Старец тихо поглядел на него, и взгляд его словно бы выразил: чего это малый пытает-то блазно?
— В мир? — молвил он, помолчав немного. — Да что в миру-то делать? Я и тут в мире… Вот он, мир Божий, окрест меня… И тих и прекрасен… Чего же еще-то?
— Да, чем дальше от людей, тем лучше, — заметил Шишкин. — Теперь в миру-то Бог весть что делается!.. Кажись, никогда еще такого не бывало… Веру, дедушка, обижают!
Старик внимательно посмотрел на юношу.
— Веру?
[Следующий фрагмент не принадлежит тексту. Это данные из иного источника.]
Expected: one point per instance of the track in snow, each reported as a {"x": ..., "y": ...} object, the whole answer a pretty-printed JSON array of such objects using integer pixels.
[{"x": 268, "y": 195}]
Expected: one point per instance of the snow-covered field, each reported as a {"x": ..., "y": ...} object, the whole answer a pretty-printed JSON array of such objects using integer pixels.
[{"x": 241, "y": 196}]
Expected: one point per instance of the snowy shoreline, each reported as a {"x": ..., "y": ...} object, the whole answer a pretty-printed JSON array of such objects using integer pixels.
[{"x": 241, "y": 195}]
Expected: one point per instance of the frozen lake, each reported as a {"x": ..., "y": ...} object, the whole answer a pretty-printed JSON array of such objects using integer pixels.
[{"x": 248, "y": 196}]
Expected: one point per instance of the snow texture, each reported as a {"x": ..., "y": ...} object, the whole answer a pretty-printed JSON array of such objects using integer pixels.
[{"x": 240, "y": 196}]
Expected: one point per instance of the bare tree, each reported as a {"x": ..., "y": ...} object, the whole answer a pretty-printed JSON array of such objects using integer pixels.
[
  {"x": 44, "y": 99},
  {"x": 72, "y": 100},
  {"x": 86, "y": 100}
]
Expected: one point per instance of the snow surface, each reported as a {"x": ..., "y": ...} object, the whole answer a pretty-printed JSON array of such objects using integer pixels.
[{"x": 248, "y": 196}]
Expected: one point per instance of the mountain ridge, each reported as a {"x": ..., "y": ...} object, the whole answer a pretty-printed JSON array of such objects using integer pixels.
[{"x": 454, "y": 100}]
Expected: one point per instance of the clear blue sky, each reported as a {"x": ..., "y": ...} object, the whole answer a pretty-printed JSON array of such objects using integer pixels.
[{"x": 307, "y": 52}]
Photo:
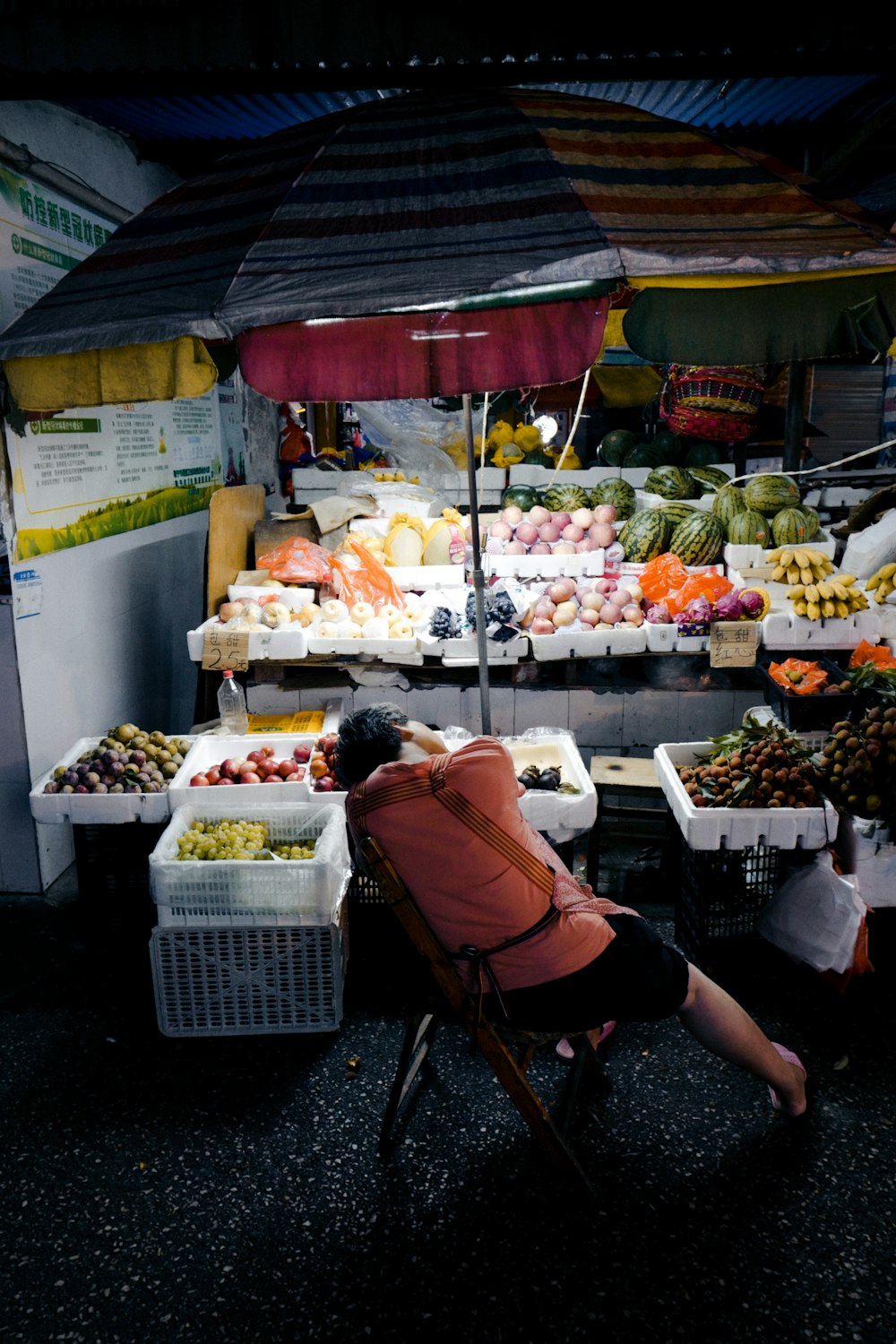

Какую такую веру-то?
— Нашу, дедушка, нашу! Христианскую.
— Кто ж обижает-то?
— Как кто!.. Известно, начальство, власти…
Тот, прежде чем ответить, еще раз внимательно поглядел на обоих.
— За что ж им свою-то веру обижать? — возразил он. — Они, напротив того, блюдут свою веру-то; им не стать обижать ее.
— Да им это все одно, дедушка!
Старик тихо улыбнулся. «Молодо — зелено», — сказала улыбка его.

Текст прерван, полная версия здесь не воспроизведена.